Why was Eleazar allowed to enter the Promised Land as he was born in Egypt and therefore should not have been allowed to enter?
All of the Levites (including El'azar) survived, as did all of
the women and children. Plus Joshua and Calev.
The Levites survived: Talmud, Bava Bathra 121.
The women survived: Rashi commentary, Numbers 26:64.
The children survived: because the decree of dying in the wilderness applied only to men aged twenty and over (Rashi, Numbers 14:29).

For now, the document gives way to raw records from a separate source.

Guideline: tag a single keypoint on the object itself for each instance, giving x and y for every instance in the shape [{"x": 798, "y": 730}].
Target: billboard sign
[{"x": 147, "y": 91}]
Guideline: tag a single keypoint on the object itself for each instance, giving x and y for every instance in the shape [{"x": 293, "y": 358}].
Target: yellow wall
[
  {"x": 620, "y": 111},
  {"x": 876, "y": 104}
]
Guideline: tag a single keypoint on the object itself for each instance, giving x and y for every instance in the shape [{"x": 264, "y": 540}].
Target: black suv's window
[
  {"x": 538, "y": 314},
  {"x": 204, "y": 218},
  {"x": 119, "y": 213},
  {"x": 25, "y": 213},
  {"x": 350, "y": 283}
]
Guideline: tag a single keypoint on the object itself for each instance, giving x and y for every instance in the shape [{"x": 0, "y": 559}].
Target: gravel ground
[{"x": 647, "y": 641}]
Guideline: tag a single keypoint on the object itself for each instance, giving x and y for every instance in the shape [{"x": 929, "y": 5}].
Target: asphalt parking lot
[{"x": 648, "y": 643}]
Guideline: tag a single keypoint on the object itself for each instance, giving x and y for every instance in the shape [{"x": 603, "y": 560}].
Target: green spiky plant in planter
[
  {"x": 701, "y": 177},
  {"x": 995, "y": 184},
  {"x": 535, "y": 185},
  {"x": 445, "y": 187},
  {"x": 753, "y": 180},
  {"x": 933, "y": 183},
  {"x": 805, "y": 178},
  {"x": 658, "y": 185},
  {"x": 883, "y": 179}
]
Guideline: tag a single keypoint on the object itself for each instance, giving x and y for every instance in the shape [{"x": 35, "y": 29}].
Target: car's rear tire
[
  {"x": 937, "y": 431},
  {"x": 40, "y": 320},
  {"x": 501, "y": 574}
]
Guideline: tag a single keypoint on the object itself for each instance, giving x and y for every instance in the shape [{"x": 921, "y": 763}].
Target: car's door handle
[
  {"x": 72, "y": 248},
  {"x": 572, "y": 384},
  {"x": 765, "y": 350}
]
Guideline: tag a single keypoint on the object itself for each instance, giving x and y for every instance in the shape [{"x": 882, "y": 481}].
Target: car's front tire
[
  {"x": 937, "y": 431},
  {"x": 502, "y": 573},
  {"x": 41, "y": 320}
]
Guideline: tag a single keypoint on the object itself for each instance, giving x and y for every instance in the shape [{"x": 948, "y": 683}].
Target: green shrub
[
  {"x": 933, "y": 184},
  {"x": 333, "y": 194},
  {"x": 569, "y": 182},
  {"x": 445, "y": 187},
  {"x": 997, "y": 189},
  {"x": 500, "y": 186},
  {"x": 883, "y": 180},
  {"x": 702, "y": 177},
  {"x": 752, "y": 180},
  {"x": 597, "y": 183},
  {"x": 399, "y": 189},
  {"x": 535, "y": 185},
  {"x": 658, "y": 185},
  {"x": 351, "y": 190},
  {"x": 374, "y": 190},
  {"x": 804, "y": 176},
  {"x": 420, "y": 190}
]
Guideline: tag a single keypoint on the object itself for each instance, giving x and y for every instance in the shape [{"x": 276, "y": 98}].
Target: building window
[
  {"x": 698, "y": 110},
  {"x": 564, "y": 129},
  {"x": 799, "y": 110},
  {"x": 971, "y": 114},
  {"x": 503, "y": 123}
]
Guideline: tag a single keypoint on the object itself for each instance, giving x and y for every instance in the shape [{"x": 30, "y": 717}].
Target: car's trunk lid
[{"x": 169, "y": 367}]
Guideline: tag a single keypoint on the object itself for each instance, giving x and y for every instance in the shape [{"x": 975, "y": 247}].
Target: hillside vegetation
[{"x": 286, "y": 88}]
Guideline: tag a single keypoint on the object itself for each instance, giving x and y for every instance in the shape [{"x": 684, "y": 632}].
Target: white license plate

Not all people were denied entrance to the Promised Land - those under twenty years of age were permitted to enter. It is therefore possible he was under that age. However, even more to the point is that Eleazar was a Levite. As such, he might not havebeen numbered among those who were to be excluded from entering the Promised Land - Levites were not included with the spies or in the census. It was the latter groups to which the exclusion applied.
First of all, it is reported that over ninety per cent of
scholars do not believe that the Exodus from Egypt really took
place as described in the Bible. This being the case, the story can
be looked at from the perspective of a tradition or traditions that
are not strictly historical.
Numbers 14:28-30 tells us that the Lord was angry with the Israelites for refusing to enter the Promised Land, after receiving the spies' report, saying that all those over twenty years old will die in the wilderness: "Say unto them, As truly as I live, saith the LORD, as ye have spoken in mine ears, so will I do to you: Your carcases shall fall in this wilderness; and all that were numbered of you, according to your whole number, from twenty years old and upward, which have murmured against me, Doubtless ye shall not come into the land, concerning which I sware to make you dwell therein, save Caleb the son of Jephunneh, and Joshua the son of Nun." Since Eleazar was already married before they left Egypt, he was clearly over twenty at this time and, like his father, Aaron, and uncle, Moses - Levites both - should have died in the wilderness.
The story of the Exodus from Egypt and conquest of Canaan is a complex mix of fragments from different sources, resulting in quite a few anomalies and inconsistencies. At times it was difficult for the Deuteronomist and the Redactor to harmonise all the different accounts they had to contend with. And in the end, Eleazar was somewhat essential to the story of the conquest of Canaan. Thus he was allowed to enter Canaan even though he was born in Egypt.